Content And Its Discontents
Pablo Larios highlights the damaging effects of network fatigue in contemporary art
Pablo Larios highlights the damaging effects of network fatigue in contemporary art
In June 2018, his health declining as he stepped down as director of Munich’s Haus der Kunst, the curator Okwui Enwezor wrote privately to frieze. He wondered whether museums could still embrace ‘strong, difficult ideas that are not overloaded with extra-sensory manipulation of the public’s sentiments’. He was partly alluding to the misrepresentation and gaslighting that he had experienced at the hands of his institution and the German press. But Enwezor touched on something else, too: an age of rhetorical simplification, alarmism and sloganeering; of spectacle, which has marked the decade that now comes to a close.
These issues threaten art more than ever, as Enwezor knew. Attention is the new economy, visibility the new relevance. As I write this, the world is debating whether a social-media company is a publisher or a technology firm. We get our news on Instagram. The ugly word ‘prosumer’ – another term I associate with the 2010s – rears its head. I maintain that art is not a signpost, just as poems (Stéphane Mallarmé said) are made of words, not ideas. I ask of artists: trouble me with your art, but not your ‘content’.

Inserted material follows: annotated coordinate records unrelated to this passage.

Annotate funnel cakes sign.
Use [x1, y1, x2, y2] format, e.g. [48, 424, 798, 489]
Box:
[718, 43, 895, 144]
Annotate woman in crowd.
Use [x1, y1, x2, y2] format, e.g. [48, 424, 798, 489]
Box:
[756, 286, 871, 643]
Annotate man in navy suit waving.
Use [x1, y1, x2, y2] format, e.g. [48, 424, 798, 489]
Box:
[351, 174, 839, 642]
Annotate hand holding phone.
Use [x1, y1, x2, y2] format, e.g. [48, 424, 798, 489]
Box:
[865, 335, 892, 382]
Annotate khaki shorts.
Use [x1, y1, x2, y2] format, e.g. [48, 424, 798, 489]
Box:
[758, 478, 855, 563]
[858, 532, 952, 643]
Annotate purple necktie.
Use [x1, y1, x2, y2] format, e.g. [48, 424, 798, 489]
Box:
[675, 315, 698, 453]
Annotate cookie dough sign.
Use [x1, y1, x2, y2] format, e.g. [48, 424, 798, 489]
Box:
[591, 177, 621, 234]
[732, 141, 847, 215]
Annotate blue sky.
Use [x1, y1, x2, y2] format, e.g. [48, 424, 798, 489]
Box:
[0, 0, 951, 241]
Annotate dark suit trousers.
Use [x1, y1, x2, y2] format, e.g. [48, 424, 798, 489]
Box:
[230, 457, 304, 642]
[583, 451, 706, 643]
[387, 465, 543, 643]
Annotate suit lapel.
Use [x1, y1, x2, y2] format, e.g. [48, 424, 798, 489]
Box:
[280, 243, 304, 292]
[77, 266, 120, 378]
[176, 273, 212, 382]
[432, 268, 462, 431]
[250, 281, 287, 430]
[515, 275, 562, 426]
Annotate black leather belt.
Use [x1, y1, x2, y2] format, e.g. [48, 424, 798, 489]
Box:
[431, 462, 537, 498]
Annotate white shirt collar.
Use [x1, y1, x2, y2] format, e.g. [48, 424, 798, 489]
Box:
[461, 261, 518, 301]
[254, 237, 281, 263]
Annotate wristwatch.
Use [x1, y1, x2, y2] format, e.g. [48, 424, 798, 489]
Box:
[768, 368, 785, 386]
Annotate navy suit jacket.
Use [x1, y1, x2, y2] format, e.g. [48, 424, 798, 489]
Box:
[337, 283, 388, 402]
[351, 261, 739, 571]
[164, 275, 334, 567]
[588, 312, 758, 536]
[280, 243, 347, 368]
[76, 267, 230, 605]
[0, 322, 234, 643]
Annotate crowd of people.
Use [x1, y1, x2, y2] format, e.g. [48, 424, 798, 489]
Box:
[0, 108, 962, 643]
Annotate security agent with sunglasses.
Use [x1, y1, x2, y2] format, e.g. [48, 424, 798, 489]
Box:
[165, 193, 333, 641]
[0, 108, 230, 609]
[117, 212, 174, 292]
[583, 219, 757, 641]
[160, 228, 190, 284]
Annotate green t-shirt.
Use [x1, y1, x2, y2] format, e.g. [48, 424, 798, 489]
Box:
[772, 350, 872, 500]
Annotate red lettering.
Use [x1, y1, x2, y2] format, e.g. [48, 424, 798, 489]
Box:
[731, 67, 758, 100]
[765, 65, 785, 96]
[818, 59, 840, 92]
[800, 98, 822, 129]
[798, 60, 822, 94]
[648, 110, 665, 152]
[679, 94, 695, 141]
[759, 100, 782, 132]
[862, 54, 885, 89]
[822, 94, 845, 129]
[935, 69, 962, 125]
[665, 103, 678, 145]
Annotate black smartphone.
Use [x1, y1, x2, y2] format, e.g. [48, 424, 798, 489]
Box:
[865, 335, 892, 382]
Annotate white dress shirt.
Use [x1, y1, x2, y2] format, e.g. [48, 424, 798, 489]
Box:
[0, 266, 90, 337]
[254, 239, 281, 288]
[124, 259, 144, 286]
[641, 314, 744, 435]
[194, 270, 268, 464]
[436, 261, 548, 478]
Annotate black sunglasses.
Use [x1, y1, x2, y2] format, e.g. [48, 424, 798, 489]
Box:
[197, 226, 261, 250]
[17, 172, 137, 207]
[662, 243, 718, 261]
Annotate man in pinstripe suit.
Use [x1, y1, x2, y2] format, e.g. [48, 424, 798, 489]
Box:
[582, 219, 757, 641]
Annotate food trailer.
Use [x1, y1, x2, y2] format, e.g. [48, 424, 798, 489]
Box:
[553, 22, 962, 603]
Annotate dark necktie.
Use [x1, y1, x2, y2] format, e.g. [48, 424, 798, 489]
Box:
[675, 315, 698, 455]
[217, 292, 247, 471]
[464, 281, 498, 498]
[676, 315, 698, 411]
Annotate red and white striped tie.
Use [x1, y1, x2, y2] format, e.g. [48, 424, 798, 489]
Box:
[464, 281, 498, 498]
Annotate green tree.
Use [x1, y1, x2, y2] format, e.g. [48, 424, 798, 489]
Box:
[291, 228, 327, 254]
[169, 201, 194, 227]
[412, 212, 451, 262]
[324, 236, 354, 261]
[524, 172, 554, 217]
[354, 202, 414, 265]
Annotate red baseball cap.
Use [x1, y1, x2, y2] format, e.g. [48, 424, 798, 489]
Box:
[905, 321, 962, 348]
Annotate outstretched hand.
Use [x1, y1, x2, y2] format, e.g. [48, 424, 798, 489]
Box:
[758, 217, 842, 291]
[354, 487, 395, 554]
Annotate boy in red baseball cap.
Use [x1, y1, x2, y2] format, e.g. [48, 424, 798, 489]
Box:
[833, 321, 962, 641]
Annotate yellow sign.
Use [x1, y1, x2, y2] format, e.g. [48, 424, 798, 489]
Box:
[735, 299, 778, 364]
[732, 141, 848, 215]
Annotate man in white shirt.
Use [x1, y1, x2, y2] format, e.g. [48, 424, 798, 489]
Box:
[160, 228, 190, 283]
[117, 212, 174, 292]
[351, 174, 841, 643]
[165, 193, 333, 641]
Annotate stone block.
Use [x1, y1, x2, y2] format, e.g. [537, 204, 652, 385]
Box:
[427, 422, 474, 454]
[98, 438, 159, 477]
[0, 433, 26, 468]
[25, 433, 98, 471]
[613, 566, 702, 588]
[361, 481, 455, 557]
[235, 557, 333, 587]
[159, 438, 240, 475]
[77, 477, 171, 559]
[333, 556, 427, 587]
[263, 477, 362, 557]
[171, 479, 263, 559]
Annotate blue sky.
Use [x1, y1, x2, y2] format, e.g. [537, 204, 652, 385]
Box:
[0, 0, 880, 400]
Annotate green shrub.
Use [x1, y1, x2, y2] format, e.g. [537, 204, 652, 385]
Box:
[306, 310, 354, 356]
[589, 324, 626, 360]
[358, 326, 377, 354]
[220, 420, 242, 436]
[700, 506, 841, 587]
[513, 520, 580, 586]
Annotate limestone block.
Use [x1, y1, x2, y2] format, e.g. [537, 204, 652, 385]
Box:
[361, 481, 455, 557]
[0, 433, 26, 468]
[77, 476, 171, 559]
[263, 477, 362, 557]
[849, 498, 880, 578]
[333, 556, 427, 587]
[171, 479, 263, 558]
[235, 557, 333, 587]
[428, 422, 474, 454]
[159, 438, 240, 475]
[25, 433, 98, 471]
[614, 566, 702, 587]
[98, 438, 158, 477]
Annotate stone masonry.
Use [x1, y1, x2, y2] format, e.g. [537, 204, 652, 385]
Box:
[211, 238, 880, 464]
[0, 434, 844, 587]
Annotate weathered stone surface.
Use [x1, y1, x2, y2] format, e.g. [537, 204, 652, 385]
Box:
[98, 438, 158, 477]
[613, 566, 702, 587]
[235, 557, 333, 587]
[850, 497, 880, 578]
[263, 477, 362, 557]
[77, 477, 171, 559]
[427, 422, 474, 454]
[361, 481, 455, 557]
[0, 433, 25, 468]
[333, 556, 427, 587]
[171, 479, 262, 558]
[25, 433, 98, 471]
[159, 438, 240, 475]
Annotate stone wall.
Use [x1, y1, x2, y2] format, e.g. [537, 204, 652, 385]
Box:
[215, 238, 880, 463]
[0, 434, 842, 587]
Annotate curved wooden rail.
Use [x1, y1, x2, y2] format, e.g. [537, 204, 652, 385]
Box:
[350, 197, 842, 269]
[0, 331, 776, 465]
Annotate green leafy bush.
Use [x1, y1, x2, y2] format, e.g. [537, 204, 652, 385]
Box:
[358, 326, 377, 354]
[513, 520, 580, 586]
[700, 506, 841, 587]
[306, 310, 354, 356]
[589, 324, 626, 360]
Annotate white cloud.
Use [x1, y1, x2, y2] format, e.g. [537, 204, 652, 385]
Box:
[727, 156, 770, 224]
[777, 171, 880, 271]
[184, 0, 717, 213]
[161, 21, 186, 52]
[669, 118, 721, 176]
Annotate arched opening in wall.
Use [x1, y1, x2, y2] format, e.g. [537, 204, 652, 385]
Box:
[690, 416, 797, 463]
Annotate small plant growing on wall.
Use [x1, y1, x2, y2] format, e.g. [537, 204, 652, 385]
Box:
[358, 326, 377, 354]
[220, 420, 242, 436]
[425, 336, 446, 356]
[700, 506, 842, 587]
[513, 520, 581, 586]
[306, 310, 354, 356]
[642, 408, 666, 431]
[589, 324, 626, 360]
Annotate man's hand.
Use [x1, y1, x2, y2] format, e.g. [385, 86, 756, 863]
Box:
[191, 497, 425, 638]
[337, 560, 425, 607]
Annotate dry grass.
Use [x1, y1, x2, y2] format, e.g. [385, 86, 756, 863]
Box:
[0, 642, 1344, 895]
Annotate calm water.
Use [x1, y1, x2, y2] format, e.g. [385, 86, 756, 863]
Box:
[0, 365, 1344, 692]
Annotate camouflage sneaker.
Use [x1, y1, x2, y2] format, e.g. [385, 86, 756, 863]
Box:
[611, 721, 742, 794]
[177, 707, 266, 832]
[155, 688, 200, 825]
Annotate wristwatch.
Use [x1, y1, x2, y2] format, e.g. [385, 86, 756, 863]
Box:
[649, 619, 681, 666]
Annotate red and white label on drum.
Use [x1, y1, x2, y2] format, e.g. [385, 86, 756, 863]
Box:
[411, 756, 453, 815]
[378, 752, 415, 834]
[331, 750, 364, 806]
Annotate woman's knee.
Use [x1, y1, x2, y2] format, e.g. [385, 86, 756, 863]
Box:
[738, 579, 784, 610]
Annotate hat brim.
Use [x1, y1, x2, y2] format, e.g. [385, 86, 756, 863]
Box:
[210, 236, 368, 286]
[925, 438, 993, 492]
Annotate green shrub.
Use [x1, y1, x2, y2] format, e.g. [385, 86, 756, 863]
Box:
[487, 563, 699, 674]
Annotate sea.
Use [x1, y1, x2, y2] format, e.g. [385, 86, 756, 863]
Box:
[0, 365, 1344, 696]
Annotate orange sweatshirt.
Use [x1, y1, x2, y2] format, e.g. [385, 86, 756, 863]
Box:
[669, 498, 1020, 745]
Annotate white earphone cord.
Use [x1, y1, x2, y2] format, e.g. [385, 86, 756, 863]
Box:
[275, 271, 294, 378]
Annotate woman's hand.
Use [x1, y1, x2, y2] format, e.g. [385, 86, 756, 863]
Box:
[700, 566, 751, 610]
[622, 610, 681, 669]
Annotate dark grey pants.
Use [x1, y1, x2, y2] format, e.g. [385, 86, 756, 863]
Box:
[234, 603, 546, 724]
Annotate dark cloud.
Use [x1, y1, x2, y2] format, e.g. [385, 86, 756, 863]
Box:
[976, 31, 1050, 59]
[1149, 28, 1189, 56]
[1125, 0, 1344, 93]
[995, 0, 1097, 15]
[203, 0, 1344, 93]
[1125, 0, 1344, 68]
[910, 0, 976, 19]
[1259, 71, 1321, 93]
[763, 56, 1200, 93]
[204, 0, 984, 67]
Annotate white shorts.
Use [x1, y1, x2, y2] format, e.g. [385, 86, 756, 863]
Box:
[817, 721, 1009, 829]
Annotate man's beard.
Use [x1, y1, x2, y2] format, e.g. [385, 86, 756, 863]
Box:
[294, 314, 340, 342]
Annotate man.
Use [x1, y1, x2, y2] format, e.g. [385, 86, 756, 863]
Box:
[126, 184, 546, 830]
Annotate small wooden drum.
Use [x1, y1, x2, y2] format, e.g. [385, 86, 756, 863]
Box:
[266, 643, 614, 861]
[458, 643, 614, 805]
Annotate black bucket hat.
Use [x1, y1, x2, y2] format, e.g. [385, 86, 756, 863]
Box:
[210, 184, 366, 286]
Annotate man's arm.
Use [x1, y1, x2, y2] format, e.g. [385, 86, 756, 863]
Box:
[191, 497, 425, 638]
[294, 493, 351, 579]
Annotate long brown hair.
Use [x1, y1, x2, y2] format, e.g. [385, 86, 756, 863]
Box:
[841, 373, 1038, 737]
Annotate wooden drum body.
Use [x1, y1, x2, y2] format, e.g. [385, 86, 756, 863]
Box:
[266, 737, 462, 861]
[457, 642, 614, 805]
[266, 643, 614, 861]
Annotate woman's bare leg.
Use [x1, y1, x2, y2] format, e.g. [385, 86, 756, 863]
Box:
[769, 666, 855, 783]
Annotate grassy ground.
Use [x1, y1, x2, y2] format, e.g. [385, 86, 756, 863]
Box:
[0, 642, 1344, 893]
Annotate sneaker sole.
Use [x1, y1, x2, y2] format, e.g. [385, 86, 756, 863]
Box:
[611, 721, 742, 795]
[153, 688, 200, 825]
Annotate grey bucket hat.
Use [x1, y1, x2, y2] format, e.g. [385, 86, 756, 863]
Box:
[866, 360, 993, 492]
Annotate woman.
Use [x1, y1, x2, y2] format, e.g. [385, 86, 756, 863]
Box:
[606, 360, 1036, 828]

‘Content’ – from the Latin contentus, ‘contained’, ‘satisfied’ – is what we do. Today, discontent edges out content, starting from the brute etymological treason that none of it, nothing, is really contained anymore – artworks, articles, things, people, images move. Content seeps and leaks. At best, it goes ‘viral’. In the rigged democracy of images, everything vies for visibility or risks obsolescence.
Of course, this agon between visibility and disappearance can be vindicated. In Celia Paul’s excellent memoir, Self-Portrait (2019), I admire the way she traces what I see as central tensions to art-making: between artistic devotion (to her own work, to herself) and devotion to others (to her son and to her lover, Lucian Freud).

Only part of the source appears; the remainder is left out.